“The captain must go down with the ship” is a phrase associated with the captain of a sinking ship. In this sense, the captain has an obligation (commitment) to stay on board the ship until the last passenger is rescued. If passengers cannot be rescued, the captain goes down with the ship. Today, this idiom often crosses over to organizational culture, requiring the “captain” of the organization (usually the CEO) or senior leader of the department (VP, Director, etc.) to accept responsibility for their respective organizations decisions. This may result in an abrupt resignation or termination – sometimes with a nice golden parachute.
While it is logically sound that the senior leader, whether it be the ship captain or company CEO, does their best to faithfully serve their organization (or passengers), is it right to make them go down with the ship or lose their position in the organization… for a mistake? What if they had no idea there was an issue until it was beyond their control? What if they truly are just the scapegoat?
In the case of the Volkswagen emission scandal that erupted in September of 2015, then CEO Martin Winterkorn resigned and the suspension of 3 brand and research head developers followed. It was found that the automaker developed special programming that intentionally mislead emissions tests in many of their turbo diesel vehicles. Find out more here.
The sinking ship concept places the CEO as “the fall guy” showing how the organization “took action” to rectify the issue by terminating the CEO or an abrupt resignation by the CEO. If the CEO had no knowledge of the issue, should he resign or be terminated?

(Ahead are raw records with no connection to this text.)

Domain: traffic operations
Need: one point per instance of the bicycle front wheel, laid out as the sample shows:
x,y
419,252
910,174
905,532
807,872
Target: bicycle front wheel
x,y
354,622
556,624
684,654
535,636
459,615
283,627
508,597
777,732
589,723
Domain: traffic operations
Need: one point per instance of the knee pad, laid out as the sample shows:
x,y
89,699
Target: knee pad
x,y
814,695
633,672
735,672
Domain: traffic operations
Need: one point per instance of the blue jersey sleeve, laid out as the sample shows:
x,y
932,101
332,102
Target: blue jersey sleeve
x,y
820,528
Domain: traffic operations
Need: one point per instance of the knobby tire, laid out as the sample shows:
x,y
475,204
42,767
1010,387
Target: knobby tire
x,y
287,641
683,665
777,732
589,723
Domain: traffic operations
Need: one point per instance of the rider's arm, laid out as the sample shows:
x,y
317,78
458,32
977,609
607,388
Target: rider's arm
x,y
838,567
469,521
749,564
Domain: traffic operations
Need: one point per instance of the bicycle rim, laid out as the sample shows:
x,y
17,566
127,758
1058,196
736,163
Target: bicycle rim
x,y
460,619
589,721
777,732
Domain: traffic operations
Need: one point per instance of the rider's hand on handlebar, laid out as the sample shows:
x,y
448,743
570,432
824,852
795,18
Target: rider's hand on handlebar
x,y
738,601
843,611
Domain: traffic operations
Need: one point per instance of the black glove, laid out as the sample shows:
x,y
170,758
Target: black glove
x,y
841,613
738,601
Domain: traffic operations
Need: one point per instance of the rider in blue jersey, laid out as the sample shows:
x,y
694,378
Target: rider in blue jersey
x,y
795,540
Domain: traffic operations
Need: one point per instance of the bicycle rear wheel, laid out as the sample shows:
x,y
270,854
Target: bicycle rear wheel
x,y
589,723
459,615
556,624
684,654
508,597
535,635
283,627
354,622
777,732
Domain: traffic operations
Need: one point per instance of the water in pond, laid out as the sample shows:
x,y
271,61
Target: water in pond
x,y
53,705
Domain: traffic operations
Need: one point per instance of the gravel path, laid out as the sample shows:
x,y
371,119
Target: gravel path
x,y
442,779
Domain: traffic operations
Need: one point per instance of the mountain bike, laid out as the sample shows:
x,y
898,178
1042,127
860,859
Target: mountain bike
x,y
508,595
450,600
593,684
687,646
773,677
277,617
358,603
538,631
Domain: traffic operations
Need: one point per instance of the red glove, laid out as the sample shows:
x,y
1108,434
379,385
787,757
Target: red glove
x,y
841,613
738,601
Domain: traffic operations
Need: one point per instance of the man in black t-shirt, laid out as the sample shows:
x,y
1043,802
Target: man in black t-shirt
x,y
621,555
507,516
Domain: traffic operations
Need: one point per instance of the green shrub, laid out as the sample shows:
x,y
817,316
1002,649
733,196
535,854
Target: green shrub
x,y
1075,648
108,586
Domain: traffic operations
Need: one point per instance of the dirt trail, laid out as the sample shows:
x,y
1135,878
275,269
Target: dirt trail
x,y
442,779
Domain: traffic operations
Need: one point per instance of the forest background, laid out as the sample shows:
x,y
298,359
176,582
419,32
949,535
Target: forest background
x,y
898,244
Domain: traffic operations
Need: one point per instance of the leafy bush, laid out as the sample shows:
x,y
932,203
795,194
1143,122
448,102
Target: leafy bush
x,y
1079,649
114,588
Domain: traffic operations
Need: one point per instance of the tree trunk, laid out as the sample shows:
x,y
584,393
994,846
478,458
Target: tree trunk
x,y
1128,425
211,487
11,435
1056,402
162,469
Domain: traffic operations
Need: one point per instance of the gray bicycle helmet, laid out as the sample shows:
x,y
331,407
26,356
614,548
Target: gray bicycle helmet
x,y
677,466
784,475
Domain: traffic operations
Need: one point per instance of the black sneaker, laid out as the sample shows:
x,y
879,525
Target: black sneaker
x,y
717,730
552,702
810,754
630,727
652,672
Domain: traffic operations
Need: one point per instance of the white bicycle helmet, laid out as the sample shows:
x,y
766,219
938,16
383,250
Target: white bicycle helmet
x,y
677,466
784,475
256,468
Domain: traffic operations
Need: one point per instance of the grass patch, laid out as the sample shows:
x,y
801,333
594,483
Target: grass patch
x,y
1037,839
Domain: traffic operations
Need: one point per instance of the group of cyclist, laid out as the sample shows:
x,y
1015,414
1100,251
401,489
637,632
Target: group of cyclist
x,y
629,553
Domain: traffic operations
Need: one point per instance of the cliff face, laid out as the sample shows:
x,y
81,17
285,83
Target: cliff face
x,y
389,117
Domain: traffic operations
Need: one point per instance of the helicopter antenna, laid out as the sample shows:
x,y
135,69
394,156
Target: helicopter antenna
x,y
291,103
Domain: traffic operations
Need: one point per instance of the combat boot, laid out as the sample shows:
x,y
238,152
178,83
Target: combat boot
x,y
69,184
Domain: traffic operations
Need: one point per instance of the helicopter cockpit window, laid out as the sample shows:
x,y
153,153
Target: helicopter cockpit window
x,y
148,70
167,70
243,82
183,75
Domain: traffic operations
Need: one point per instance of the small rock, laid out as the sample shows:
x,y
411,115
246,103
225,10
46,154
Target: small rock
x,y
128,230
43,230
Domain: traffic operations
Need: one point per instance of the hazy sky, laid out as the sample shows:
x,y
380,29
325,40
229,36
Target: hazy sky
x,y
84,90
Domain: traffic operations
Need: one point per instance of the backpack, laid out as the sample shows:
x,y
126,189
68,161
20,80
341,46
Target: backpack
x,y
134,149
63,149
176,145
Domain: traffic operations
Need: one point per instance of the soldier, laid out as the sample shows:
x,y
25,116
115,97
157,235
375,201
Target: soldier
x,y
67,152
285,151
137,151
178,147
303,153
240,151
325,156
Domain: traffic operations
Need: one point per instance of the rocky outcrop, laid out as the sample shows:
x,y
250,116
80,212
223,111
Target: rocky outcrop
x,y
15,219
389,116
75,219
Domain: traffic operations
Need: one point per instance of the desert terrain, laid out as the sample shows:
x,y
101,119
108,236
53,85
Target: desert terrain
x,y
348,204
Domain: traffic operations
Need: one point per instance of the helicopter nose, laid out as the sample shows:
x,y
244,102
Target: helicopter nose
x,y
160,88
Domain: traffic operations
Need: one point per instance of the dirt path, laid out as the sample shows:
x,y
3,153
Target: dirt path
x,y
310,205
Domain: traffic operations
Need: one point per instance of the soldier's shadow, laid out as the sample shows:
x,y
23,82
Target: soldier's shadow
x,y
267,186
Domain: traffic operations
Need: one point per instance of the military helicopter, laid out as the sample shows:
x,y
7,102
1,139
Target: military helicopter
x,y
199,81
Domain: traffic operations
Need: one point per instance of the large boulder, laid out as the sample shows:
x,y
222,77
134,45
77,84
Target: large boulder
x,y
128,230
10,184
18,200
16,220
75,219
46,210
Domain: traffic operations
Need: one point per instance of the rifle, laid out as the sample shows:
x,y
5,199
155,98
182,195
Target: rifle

An argument for this would be the CEO should have known, and if she did not, the CEO should be terminated for their inability to lead the organization. This may or may not be the issue.
The one thing that bothers me, is our (cultures) need to place blame. Why should the CEO resign if the issue was 2 or 3 levels beneath them? Wouldn’t correcting the root cause or terminating the scandalous individual be enough? For some reason, it appears that our society has the need to blame someone or we feel an injustice has occurred. Now, I am not saying that termination is an inappropriate action. Intentional and willful negligence and deceit requires a heavier punishment than say, an honest mistake. Pointing the finger makes us feel better. Instead, I propose we correct the issue, care for people, and make amends for our mistakes – intentional or not.